Low-cost Node Auto-scaling with Karpenter and AWS EKS

Carlos Noguera - September 24, 2023 - 0 comments

In this post, I’ll show you how to set up a managed Kubernetes cluster with autoscaling using low-cost nodes (spot instances) with AWS EKS and Karpenter.

Amazon EKS (Elastic Kubernetes Service) is a managed Kubernetes service that lets you run Kubernetes on AWS without having to install, operate, and maintain your own Kubernetes control plane or nodes. Karpenter is an open-source project developed by Amazon that offers a Kubernetes-native node autoscaling solution. Integrating Karpenter with EKS can optimize resource allocation and reduce costs significantly.

Using spot instances can reduce drastically the cost of cloud infrastructure used by Kubernetes to process workload, personally, I recommend using this for devops, machine learning, or any other application that requires high resources on the cloud.

This post is based on Karpenter getting started docs.

Requirements

Linux Bash Terminal
AWS account and AWS cli tool
kubectl – Kubernetes cli tool
eksctl – AWS EKS cli tool
helm -Package manager for Kubernetes

Installation Steps

First, create some environment variables we are going to use for the installation.

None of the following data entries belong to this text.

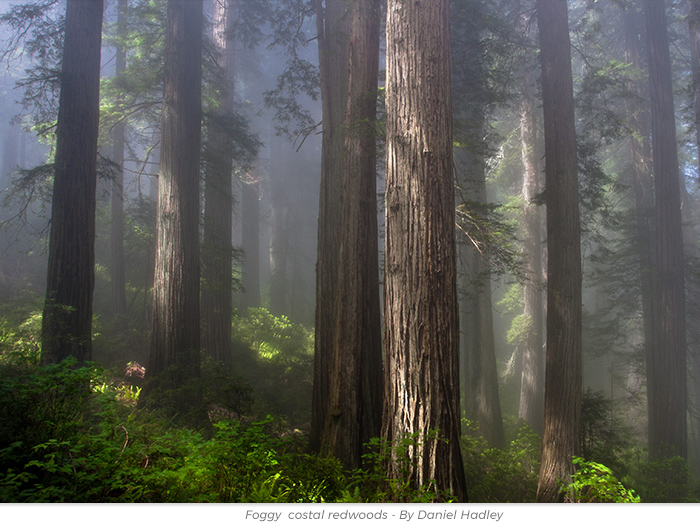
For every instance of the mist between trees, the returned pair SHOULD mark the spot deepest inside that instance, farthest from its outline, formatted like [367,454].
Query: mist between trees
[350,250]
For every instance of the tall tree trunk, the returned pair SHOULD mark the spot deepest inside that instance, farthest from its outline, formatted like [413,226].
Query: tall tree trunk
[67,320]
[420,306]
[531,408]
[563,372]
[250,241]
[477,342]
[690,241]
[280,243]
[175,329]
[355,394]
[642,184]
[117,270]
[332,22]
[218,199]
[666,378]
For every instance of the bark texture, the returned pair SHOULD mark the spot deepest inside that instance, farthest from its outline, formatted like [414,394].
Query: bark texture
[250,240]
[332,22]
[666,375]
[175,329]
[217,248]
[563,371]
[67,319]
[477,343]
[355,394]
[531,407]
[118,269]
[420,301]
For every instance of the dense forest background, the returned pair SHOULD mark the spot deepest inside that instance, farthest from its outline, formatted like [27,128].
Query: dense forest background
[349,250]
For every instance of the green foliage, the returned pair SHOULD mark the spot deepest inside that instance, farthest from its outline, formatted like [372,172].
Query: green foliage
[20,341]
[603,438]
[661,481]
[276,356]
[371,485]
[496,475]
[595,483]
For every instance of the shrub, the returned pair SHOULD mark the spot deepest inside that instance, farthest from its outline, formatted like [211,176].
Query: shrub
[276,357]
[595,483]
[496,475]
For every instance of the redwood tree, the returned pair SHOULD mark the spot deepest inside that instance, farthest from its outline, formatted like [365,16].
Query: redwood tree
[175,330]
[355,393]
[217,247]
[332,23]
[666,367]
[563,373]
[67,319]
[420,294]
[117,268]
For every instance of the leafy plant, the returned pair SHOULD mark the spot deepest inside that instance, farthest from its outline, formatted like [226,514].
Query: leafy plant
[501,475]
[595,483]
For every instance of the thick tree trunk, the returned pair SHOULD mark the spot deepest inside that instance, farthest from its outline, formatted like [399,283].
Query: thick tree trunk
[67,320]
[477,342]
[333,44]
[666,377]
[642,184]
[531,408]
[690,241]
[175,329]
[563,373]
[355,394]
[117,270]
[421,310]
[218,200]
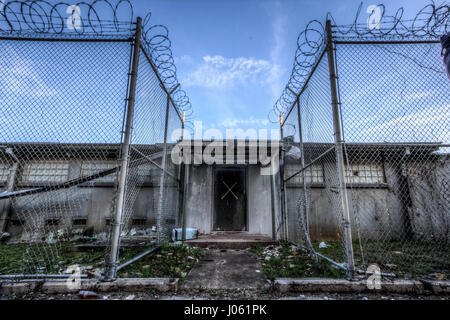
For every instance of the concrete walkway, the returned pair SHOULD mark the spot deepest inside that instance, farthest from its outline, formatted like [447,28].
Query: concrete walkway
[226,269]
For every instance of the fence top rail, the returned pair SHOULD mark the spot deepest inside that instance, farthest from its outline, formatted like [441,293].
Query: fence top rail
[61,38]
[386,41]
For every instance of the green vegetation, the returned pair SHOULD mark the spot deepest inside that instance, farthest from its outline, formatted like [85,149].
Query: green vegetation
[288,262]
[171,261]
[406,260]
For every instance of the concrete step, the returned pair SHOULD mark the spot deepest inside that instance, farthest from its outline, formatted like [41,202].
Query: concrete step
[231,240]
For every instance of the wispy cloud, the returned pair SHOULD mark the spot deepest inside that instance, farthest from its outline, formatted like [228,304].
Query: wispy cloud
[21,78]
[222,72]
[276,73]
[236,122]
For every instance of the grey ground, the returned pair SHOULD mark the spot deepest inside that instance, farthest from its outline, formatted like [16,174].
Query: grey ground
[226,269]
[228,275]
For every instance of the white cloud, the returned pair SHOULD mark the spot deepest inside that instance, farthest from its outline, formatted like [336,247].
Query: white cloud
[19,77]
[221,72]
[235,123]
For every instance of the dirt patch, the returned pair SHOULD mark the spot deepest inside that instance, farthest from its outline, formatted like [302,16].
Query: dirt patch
[226,269]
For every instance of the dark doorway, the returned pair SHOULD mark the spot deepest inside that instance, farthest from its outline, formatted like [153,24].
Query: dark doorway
[230,199]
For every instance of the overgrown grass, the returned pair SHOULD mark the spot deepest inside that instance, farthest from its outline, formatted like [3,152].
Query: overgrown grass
[19,257]
[171,261]
[288,262]
[405,260]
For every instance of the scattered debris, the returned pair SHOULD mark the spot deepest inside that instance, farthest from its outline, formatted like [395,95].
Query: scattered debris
[5,236]
[88,295]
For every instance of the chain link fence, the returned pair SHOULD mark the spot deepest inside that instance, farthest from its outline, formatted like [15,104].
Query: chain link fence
[64,114]
[387,123]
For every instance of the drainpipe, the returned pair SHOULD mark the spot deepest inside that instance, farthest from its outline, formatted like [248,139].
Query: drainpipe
[113,259]
[10,186]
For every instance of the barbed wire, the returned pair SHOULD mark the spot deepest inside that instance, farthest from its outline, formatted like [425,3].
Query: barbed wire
[431,22]
[97,18]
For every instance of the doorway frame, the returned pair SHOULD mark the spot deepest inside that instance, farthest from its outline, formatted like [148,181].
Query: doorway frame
[213,194]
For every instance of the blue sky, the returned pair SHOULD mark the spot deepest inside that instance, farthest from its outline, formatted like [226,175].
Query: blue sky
[234,57]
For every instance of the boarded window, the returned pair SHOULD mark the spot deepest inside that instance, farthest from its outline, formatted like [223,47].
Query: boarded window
[314,174]
[139,222]
[364,173]
[79,221]
[46,171]
[4,172]
[93,167]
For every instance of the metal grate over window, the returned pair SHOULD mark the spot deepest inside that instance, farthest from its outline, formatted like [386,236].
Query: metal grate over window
[46,171]
[364,173]
[314,174]
[93,167]
[4,172]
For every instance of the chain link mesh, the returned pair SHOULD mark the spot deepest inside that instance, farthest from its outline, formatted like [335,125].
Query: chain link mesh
[62,115]
[393,99]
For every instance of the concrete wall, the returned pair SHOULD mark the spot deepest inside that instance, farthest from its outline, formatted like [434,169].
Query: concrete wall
[379,210]
[93,202]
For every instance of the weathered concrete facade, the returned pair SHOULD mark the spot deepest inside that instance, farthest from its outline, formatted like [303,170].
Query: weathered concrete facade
[404,196]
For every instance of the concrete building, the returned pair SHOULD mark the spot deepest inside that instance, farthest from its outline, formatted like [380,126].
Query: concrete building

# Export environment variables
export K8S_VERSION=1.26
export KARPENTER_VERSION="v0.27.5"
export CLUSTER_NAME="demo"
export AWS_DEFAULT_REGION="us-east-1"
export AWS_PROFILE=default
export AWS_ACCOUNT_ID="$(aws sts get-caller-identity --query Account --output text)"
export TEMPOUT=$(mktemp)

Check environment variables before we start the installation.

echo $KARPENTER_VERSION \
     $CLUSTER_NAME \
     $AWS_DEFAULT_REGION \
     $AWS_ACCOUNT_ID \
     $TEMPOUT

Let’s create an EKS cluster on AWS

# Karpenter AWS requirements configuration
curl -fsSL https://karpenter.sh/"${KARPENTER_VERSION}"/getting-started/getting-started-with-karpenter/cloudformation.yaml  > $TEMPOUT \
&& aws cloudformation deploy \
  --stack-name "Karpenter-${CLUSTER_NAME}" \
  --template-file "${TEMPOUT}" \
  --capabilities CAPABILITY_NAMED_IAM \
  --parameter-overrides "ClusterName=${CLUSTER_NAME}"

# Create EKS cluster
eksctl create cluster -f - <<EOF
---
apiVersion: eksctl.io/v1alpha5
kind: ClusterConfig
metadata:
  name: ${CLUSTER_NAME}
  region: ${AWS_DEFAULT_REGION}
  version: "${K8S_VERSION}"
  tags:
    karpenter.sh/discovery: ${CLUSTER_NAME}

vpc:
  cidr: 10.10.0.0/16
  #autoAllocateIPv6: true
  # disable public access to endpoint and only allow private access
  clusterEndpoints:
    publicAccess: true
    privateAccess: true
  nat:
    gateway: Single 

iam:
  withOIDC: true
  serviceAccounts:
  - metadata:
      name: karpenter
      namespace: karpenter
    roleName: ${CLUSTER_NAME}-karpenter
    attachPolicyARNs:
    - arn:aws:iam::${AWS_ACCOUNT_ID}:policy/KarpenterControllerPolicy-${CLUSTER_NAME}
    roleOnly: true

iamIdentityMappings:
- arn: "arn:aws:iam::${AWS_ACCOUNT_ID}:role/KarpenterNodeRole-${CLUSTER_NAME}"
  username: system:node:{{EC2PrivateDNSName}}
  groups:
  - system:bootstrappers
  - system:nodes
# We keep one node as permanent for any service like istio, grafana, etc
managedNodeGroups:
- instanceType: r5a.large
  amiFamily: AmazonLinux2
  name: ${CLUSTER_NAME}-node-core-services
  labels: { role: core }
  volumeSize: 100
  volumeType: gp3
  desiredCapacity: 1
  minSize: 1
  maxSize: 1

cloudWatch:
  clusterLogging:
    enableTypes: ["api", "audit", "authenticator", "controllerManager", "scheduler"]
    logRetentionInDays: 7

addons:
- name: coredns
  version: latest # auto discovers the latest available
- name: kube-proxy
  version: latest
- name: aws-ebs-csi-driver
  wellKnownPolicies:      # add IAM and service account
    ebsCSIController: true

## Optionally run on fargate
# fargateProfiles:
# - name: karpenter
#  selectors:
#  - namespace: karpenter
EOF

Export cluster endpoint and kubeconfig configuration

export CLUSTER_ENDPOINT="$(aws eks describe-cluster --name ${CLUSTER_NAME} --query "cluster.endpoint" --output text)"
export KARPENTER_IAM_ROLE_ARN="arn:aws:iam::${AWS_ACCOUNT_ID}:role/${CLUSTER_NAME}-karpenter"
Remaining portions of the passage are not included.